Looks like a great time!


----------



## Debles (Sep 6, 2007)

How fun! Let us know if any make the catalog. Selka's dad Apollo was a regular in LLBean catalogs back in his day. : )


----------



## moverking (Feb 26, 2007)

Wonderful pics, Jill! I'd love to visit your area someday:crossfing

I have to ask, what *is* that pup that looks like a Golden-Lion-1/2 Doodle? with the curly top hair on the beach near the end of your pics...too cute


----------



## BeauShel (May 20, 2007)

That looks like it was a great time and i hope we get to see them in the catalog this year. Love your crew.


----------



## Oaklys Dad (Dec 28, 2005)

I'm sure a great time was had by all. Great shots.

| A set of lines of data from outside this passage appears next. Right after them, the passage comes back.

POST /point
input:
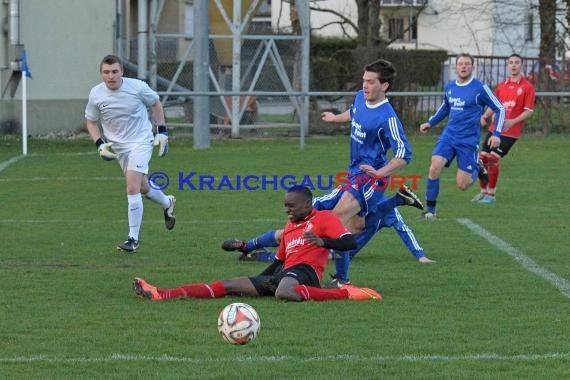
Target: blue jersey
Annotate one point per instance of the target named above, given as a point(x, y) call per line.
point(374, 130)
point(464, 104)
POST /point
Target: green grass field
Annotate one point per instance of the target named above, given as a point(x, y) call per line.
point(495, 306)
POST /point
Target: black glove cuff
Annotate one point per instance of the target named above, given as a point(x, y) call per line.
point(99, 142)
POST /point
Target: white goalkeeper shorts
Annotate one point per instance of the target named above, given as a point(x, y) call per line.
point(136, 159)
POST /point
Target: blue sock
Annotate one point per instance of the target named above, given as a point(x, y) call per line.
point(265, 240)
point(266, 256)
point(432, 192)
point(391, 203)
point(342, 262)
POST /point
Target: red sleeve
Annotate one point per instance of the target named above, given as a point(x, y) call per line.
point(330, 226)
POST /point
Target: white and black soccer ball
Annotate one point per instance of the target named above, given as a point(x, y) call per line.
point(238, 323)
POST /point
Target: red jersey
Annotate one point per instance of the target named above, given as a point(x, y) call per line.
point(516, 97)
point(294, 249)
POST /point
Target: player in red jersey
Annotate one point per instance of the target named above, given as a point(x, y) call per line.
point(297, 271)
point(517, 95)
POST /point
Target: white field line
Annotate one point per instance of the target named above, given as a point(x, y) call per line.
point(122, 221)
point(5, 164)
point(52, 179)
point(117, 358)
point(558, 282)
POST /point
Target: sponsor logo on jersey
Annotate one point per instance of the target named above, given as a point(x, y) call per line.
point(357, 133)
point(295, 243)
point(456, 102)
point(510, 103)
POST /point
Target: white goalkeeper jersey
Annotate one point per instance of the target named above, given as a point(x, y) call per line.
point(123, 113)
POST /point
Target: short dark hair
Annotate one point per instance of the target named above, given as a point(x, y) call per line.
point(110, 59)
point(515, 55)
point(303, 190)
point(465, 55)
point(384, 69)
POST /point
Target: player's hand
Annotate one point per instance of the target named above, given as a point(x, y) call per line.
point(105, 150)
point(310, 236)
point(161, 140)
point(328, 116)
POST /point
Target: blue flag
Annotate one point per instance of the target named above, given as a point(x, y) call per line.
point(25, 67)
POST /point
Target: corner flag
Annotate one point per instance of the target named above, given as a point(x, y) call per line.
point(25, 68)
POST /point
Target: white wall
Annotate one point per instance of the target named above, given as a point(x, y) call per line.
point(480, 27)
point(65, 41)
point(280, 19)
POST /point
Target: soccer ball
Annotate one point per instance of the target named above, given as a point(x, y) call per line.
point(238, 323)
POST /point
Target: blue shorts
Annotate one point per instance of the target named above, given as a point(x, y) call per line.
point(368, 196)
point(467, 154)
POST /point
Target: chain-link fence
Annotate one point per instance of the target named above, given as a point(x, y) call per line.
point(268, 67)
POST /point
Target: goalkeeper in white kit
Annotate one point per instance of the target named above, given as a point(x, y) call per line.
point(121, 106)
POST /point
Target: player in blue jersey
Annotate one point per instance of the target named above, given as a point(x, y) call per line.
point(464, 102)
point(254, 249)
point(117, 118)
point(375, 128)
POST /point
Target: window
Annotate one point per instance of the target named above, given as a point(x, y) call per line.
point(414, 28)
point(395, 28)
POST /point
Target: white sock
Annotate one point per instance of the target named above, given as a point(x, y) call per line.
point(159, 197)
point(135, 215)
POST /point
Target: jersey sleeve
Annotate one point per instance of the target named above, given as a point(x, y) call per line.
point(147, 94)
point(91, 110)
point(491, 100)
point(329, 226)
point(441, 112)
point(529, 99)
point(280, 254)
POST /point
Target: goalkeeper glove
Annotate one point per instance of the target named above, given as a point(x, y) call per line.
point(105, 150)
point(161, 140)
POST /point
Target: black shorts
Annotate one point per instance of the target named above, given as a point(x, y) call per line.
point(303, 273)
point(502, 150)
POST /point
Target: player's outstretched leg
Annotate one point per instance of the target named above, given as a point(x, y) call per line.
point(169, 217)
point(130, 245)
point(410, 197)
point(357, 293)
point(143, 289)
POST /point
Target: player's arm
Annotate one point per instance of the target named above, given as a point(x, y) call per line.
point(438, 116)
point(333, 118)
point(273, 268)
point(344, 243)
point(103, 147)
point(157, 113)
point(161, 138)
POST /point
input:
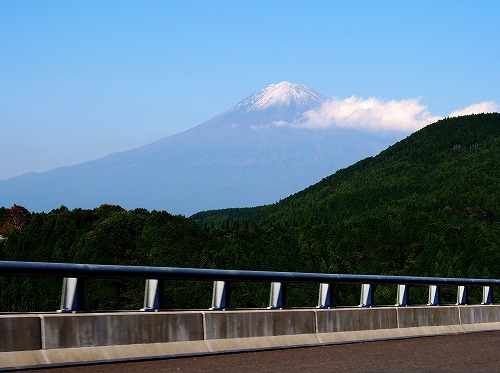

That looks like a great beach for the dogs to frolic on.


----------



## Finn's Fan (Dec 22, 2007)

I'm with Moverking...what kind of dog is that???? Lovely photos of that darling child and all your pups and the other pups having fun. How do you get a little girl up and out at 5:45 a.m.?


----------



## jwemt81 (Aug 20, 2008)

I love it!!! Some of Tucker's half-siblings from his father's side have been in the LL Bean catalogs.


----------



## KiwiD (Jan 14, 2008)

Very cool shots. Too bad the Dog hour at the beach has to be sooo early, however, I'm sure it's neat to be out there that early to welcome the new day.


----------